With breakfast over, the others decided to go back to their rooms for more sleep, but Fletcher was loath to sit in the cold. The conversation over breakfast made him realise how little he knew about Vocans. He was going to find Jeffrey. If Seraph knew so much about Vocans from the servants, he was going to tap that source of information for all it was worth. He was in luck; Jeffrey was still polishing the atrium floor.
‘Care to show me around? There’s not much point in cleaning that floor now, it’s just going to get dirty when the second years come down for breakfast,’ Fletcher said to the tired looking servant.
‘I’m only polishing it so that Mr Mayweather doesn’t yell at me. If I can say I was showing a noviciate round then I’m off the hook! Let’s just take it easy on the stairs this time,’ Jeffrey said, grinning. ‘What would you like to see?’
‘Everything!’ Fletcher said. ‘I’ve got all day.’
‘Then so have I.’ Jeffrey beamed. ‘Let’s go to the summoning room first.’
The room was on the same floor within the east wing. The large steel doors were difficult to open, the screech of rusted hinges echoing around the atrium. Jeffrey took a torch from a sconce outside and led him in, lighting their way with the flickering orange flame. The floor was sticky underfoot, which upon closer examination turned out to be made of heavy strips of leather. There was a large pentacle painted in the middle of the room, the epicentre of a spiral of gradually smaller stars. Each was surrounded by the same strange symbols that Fletcher had seen on the summoner’s book. Perhaps these were the keys that James Baker had written about?
‘Why leather?’ Fletcher asked.
‘The pentacles and symbols need to be drawn on or with something organic, otherwise they don’t work. We used to have wood but it kept burning and needed to be replaced. The Provost decided that leathers were a better idea. It’s worked so far; they smoke and smoulder a bit and it smells something awful, but it’s better than risking a fire every time someone’s demon enters the ether.’
‘I had no idea!’ Fletcher said, examining a row of leather aprons that hung on hooks beside the door.
‘I don’t know much else about this room. You’re better off asking a second year, but I wouldn’t bother. The competition for ranks is fierce, and they don’t like to help first years in case you steal what would have been their promotion. I hate that way of thinking, but the Provost says that it’s brutally competitive on the front lines, so why shouldn’t novices get a taste of that here?’
Jeffrey lingered by the door, refusing to venture any deeper into the room.
‘Let’s go. This place gives me the creeps,’ he muttered.
He led Fletcher out and they trudged up to the second floor of the east wing.

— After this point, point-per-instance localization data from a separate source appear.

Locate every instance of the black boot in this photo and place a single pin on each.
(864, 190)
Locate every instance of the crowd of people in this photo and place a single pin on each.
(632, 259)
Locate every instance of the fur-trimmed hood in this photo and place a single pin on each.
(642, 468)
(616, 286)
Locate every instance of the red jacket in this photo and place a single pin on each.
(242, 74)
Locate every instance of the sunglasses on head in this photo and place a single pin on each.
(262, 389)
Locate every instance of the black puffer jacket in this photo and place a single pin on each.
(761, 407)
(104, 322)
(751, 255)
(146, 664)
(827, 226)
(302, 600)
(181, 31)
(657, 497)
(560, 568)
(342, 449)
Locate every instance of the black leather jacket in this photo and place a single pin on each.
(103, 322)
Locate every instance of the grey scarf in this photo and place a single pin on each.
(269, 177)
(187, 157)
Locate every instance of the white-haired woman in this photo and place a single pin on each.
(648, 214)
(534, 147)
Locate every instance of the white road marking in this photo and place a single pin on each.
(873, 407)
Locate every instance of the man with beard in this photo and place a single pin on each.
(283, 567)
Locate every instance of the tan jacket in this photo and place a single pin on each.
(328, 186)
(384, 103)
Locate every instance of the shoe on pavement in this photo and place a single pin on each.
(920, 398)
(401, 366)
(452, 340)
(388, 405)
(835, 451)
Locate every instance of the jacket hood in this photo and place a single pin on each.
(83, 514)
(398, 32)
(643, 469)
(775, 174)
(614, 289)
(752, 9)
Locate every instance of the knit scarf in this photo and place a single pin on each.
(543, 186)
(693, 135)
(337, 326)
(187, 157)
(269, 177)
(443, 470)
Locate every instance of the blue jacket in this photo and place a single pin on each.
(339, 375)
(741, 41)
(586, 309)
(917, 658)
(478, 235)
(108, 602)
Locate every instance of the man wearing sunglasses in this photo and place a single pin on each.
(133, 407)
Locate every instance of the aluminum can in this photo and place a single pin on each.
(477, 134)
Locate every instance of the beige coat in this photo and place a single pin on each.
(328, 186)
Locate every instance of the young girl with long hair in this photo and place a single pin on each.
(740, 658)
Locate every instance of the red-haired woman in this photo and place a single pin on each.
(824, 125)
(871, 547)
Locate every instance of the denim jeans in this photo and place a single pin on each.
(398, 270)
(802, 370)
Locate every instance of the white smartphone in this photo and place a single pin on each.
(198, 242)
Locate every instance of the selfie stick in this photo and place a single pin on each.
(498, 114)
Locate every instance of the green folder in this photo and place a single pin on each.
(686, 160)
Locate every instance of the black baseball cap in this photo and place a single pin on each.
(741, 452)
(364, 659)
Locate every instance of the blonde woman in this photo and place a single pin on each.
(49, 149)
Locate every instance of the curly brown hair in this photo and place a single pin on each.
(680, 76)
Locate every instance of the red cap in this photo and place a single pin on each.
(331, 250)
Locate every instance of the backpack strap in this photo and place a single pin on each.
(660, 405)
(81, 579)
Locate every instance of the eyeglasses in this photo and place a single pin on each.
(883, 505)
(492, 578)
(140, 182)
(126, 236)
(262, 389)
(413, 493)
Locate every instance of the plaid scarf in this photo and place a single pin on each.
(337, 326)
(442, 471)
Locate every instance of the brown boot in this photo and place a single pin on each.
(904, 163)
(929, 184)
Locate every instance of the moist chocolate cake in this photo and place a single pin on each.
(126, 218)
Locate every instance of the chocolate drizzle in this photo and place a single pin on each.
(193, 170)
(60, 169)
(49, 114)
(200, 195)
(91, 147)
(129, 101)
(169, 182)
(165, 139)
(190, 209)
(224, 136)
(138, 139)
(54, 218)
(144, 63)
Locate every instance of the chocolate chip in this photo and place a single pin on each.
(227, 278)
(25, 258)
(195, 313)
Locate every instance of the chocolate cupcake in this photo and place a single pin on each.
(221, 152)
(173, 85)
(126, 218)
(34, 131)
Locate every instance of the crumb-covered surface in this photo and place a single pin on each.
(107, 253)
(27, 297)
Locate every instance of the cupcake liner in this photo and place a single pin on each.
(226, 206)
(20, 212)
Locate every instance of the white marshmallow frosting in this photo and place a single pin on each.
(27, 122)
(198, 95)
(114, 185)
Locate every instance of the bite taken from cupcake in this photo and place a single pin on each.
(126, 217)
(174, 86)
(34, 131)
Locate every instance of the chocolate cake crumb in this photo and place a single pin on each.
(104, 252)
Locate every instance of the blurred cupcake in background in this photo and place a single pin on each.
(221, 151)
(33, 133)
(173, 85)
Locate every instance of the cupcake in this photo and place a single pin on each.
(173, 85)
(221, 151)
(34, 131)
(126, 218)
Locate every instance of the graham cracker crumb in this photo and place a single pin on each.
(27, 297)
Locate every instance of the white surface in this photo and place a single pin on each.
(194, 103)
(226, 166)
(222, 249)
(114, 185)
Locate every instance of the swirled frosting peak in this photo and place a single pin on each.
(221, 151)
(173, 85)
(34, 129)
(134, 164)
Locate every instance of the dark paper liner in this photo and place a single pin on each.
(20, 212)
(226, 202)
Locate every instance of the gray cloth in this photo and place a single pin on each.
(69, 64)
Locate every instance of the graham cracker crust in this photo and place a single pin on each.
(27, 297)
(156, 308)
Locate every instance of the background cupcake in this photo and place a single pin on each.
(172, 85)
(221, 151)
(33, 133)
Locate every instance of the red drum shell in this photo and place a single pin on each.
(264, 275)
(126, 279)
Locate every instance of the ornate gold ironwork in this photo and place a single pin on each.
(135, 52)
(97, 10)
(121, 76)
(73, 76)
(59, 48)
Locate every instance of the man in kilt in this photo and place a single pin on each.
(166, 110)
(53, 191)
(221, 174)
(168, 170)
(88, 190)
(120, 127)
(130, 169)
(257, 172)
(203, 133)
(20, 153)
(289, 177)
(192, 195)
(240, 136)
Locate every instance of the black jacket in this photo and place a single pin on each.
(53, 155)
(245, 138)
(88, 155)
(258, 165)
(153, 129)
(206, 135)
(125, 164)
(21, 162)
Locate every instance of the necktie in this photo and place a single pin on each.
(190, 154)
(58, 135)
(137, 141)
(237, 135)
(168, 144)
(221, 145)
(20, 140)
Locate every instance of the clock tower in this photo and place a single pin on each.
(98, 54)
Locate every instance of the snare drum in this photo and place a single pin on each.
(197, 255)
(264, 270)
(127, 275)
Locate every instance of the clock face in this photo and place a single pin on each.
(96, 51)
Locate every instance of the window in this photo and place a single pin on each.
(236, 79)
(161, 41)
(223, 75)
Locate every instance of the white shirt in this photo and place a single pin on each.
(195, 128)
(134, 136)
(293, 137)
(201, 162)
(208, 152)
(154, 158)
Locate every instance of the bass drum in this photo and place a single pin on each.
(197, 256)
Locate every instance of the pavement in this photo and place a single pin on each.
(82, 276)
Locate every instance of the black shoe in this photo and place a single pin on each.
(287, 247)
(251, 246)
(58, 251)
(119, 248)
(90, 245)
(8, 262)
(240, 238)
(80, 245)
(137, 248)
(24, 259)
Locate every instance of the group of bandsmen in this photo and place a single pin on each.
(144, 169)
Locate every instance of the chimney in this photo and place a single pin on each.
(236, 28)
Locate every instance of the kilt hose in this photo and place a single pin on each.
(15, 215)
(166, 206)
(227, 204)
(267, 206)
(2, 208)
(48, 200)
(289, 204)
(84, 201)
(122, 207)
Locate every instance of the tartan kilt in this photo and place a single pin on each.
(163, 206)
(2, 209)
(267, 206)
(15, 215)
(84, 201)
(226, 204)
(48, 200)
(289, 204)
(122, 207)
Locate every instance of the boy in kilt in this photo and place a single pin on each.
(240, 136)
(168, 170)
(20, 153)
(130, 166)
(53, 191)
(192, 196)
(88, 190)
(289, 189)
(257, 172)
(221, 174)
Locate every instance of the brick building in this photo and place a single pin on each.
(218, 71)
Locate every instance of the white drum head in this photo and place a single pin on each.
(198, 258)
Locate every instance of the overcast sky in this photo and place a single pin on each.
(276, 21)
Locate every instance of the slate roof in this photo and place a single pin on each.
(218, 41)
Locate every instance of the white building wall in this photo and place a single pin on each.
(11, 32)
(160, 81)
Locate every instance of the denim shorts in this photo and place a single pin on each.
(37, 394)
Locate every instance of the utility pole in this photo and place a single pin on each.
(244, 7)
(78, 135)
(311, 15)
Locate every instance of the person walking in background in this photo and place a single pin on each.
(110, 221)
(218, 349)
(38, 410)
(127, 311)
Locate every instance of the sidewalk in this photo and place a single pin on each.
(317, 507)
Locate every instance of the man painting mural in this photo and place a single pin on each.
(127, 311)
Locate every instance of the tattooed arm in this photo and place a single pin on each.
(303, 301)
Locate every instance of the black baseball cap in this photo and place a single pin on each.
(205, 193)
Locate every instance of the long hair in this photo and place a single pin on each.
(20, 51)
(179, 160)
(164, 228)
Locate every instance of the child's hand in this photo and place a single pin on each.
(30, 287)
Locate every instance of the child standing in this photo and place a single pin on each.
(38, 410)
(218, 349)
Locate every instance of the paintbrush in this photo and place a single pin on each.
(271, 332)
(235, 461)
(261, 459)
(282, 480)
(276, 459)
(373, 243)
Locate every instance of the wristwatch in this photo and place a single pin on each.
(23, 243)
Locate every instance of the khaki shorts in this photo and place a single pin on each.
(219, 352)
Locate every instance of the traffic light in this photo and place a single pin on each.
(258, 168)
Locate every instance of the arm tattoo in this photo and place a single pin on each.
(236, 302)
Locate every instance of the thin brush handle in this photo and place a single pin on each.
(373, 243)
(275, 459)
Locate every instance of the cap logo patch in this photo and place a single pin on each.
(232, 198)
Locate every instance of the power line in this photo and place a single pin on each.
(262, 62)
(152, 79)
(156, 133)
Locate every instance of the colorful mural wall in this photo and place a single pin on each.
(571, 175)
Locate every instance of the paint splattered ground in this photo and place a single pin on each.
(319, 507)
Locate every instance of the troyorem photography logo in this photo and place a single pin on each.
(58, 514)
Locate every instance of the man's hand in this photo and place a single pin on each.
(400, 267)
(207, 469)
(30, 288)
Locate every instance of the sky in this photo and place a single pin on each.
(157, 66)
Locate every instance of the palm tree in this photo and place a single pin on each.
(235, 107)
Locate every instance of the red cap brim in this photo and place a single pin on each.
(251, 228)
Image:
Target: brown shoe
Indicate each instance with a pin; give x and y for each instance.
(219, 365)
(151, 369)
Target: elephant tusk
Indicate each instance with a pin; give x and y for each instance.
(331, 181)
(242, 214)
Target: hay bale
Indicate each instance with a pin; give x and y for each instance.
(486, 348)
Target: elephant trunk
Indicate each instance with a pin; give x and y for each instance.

‘This is the library.’ Jeffrey pushed open the first door. ‘Forgive me if I don’t go in. The dust; it’s terrible for my asthma.’
The room seemed as deep and long as the atrium was tall. Row upon row of bookshelves ranged along the walls, full of tomes even thicker than the book that lay at the bottom of Fletcher’s satchel upstairs. Long tables sat between each bookshelf, with unlit candles spaced at intervals along them.
‘There are thousands of essays and theories written here by the summoners of old. Diaries mostly, dating back over the last thousand years or so. This place doesn’t get used much, there is so much work to do already, without the extra reading. But some do come here for tips and tricks, usually the commoners who don’t have the coin to spend in Corcillum on the weekends,’ Jeffrey said leaning against the doorway. ‘They need to catch up anyway; the nobles always know more than they do, growing up with it and all.’
‘Fascinating,’ Fletcher said, eyeing the piles of books. ‘I’m surprised that this room is used so rarely. There must be a treasure trove of knowledge here.’
Jeffrey shrugged and closed the door.
‘I wouldn’t know, but I think the teaching in the school has become far more practical, out of necessity. There is just no time for research and experimentation any more; all they care about is getting you to the front lines as quickly as possible.’
As they walked out, Fletcher saw a string of boys and girls walking through the hall.